The mission on Friday passed a critical NASA safety review , teeing up the astronauts to launch from Cape Canaveral, Florida, at 4:33 p.m. ET on Wednesday.
NASA told Business Insider it estimates there's a 1-in-276 chance the flight could be fatal and a 1-in-60 chance that some problem would cause the mission to fail (but not kill the crew).
Behnken said he and Hurley are "really comfortable" with the risks of their flight.
Visit Business Insider's homepage for more stories .
SpaceX is about to launch its first people to orbit and, in the process, resurrect human spaceflight from America.
Though SpaceX's flight is experimental, the two astronauts slated to pilot it say they accept the risks and are ready to fly .
The rocket company, founded by Elon Musk in 2002, has worked for nearly a decade with NASA to design, build, and fly a new seven-seat spaceship called Crew Dragon. NASA's hope with more than $3.1 billion effort is to once again launch astronauts from US soil — an ability the agency lost in July 2011 when it retired its last space shuttle.

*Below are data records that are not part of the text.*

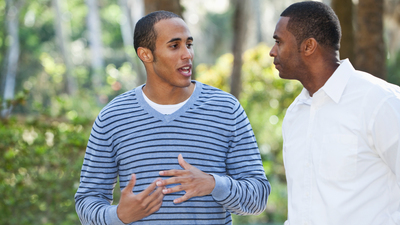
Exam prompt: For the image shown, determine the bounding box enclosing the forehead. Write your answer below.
[274,17,290,37]
[154,18,191,42]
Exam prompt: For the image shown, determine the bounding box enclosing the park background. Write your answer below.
[0,0,400,225]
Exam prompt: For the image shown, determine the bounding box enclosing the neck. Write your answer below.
[143,82,195,105]
[300,52,340,96]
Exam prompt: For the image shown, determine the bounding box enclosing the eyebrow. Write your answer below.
[167,37,193,44]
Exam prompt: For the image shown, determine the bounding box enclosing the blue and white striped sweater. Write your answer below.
[75,81,270,225]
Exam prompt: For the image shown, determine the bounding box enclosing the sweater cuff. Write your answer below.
[106,205,126,225]
[211,173,231,201]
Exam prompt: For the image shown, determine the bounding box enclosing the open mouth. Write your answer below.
[178,66,192,76]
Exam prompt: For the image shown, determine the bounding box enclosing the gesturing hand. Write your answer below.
[156,154,215,203]
[117,174,164,223]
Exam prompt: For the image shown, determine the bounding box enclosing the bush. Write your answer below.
[0,118,91,225]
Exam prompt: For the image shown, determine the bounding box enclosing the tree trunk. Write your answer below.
[331,0,355,62]
[118,0,146,84]
[231,0,248,99]
[86,0,104,88]
[1,0,22,118]
[355,0,386,79]
[52,0,77,95]
[144,0,182,17]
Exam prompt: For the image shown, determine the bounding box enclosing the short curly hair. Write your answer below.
[133,10,182,54]
[281,1,342,50]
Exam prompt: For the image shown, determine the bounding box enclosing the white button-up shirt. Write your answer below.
[283,60,400,225]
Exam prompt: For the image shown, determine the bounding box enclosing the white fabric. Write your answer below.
[143,85,196,115]
[283,60,400,225]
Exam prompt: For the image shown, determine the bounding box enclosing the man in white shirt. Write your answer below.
[270,2,400,225]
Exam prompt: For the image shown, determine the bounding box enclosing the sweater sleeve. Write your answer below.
[211,102,271,215]
[75,115,124,225]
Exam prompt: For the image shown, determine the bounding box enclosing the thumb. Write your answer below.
[122,173,136,193]
[178,154,191,170]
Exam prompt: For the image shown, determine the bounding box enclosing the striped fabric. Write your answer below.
[75,81,270,225]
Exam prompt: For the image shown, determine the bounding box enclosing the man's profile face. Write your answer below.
[269,17,301,79]
[152,18,194,87]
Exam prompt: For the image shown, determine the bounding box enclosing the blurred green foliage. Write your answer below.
[0,117,91,225]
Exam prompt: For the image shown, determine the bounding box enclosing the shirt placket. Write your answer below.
[302,96,318,225]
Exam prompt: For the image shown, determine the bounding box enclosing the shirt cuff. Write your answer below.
[211,173,231,201]
[106,205,126,225]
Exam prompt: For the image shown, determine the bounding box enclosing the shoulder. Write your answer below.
[352,71,400,104]
[97,88,139,122]
[196,81,240,110]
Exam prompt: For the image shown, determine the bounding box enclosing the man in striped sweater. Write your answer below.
[75,11,270,225]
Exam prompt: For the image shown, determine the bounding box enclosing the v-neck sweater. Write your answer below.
[75,81,270,225]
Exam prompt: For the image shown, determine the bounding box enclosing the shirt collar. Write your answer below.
[321,59,355,103]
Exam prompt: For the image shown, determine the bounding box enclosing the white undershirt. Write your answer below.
[143,85,196,115]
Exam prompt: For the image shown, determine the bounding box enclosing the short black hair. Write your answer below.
[281,1,342,50]
[133,10,182,54]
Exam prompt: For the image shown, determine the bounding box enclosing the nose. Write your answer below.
[269,45,276,58]
[182,45,194,59]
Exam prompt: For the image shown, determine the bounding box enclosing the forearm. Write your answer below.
[211,174,271,215]
[75,195,124,225]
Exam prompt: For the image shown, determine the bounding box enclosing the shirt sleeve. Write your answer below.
[75,115,124,225]
[211,102,271,215]
[370,97,400,224]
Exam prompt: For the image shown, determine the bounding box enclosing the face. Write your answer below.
[148,18,194,88]
[269,17,304,80]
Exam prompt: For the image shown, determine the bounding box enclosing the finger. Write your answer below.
[157,177,185,187]
[148,188,164,208]
[140,178,161,196]
[162,185,185,194]
[174,193,191,204]
[148,201,162,215]
[122,173,136,193]
[178,154,192,170]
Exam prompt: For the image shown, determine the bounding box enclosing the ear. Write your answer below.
[137,47,153,63]
[301,38,318,56]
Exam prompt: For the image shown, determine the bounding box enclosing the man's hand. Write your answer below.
[117,174,164,223]
[157,154,215,203]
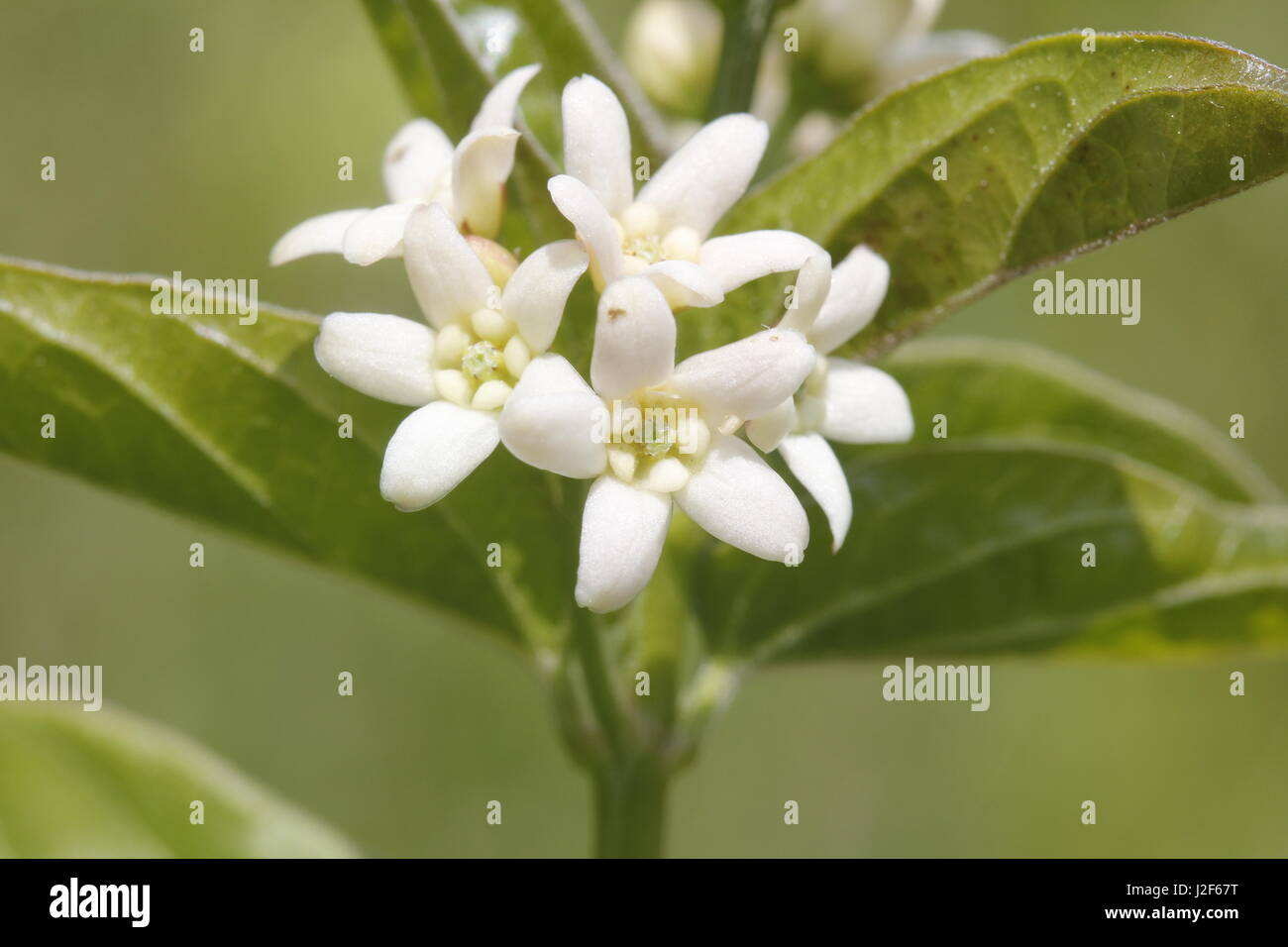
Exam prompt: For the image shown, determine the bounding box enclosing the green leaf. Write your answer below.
[499,0,667,162]
[884,338,1283,502]
[692,342,1288,661]
[0,703,357,858]
[705,34,1288,357]
[0,258,580,647]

NASA picked seasoned astronauts Bob Behnken and Doug Hurley to pilot the mission, called Demo-2. If all goes according to plan, the duo should lift off atop a Falcon 9 rocket at 4:33 p.m. ET on Wednesday, May 27 from Kennedy Space Center, Florida.
The crew would then fly to the International Space Station (ISS), dock with the football field-size laboratory , and stay for up to 110 days before returning to Earth inside Crew Dragon.
But as NASA, SpaceX, and the astronauts themselves have made abundantly clear, Demo-2 is not only an experimental crewed test flight but the first of a brand-new spaceship in nearly 40 years.
"We're going to stay hungry until Bob and Doug come home," Kathy Lueders , who manages the Commercial Crew Program for NASA, said during a press briefing on Friday. "Our teams are scouring and thinking of every single risk that's out there, and we've worked our butt off to buy down the ones we know of, and we'll continue to look — and continue to buy them down — until we bring them home."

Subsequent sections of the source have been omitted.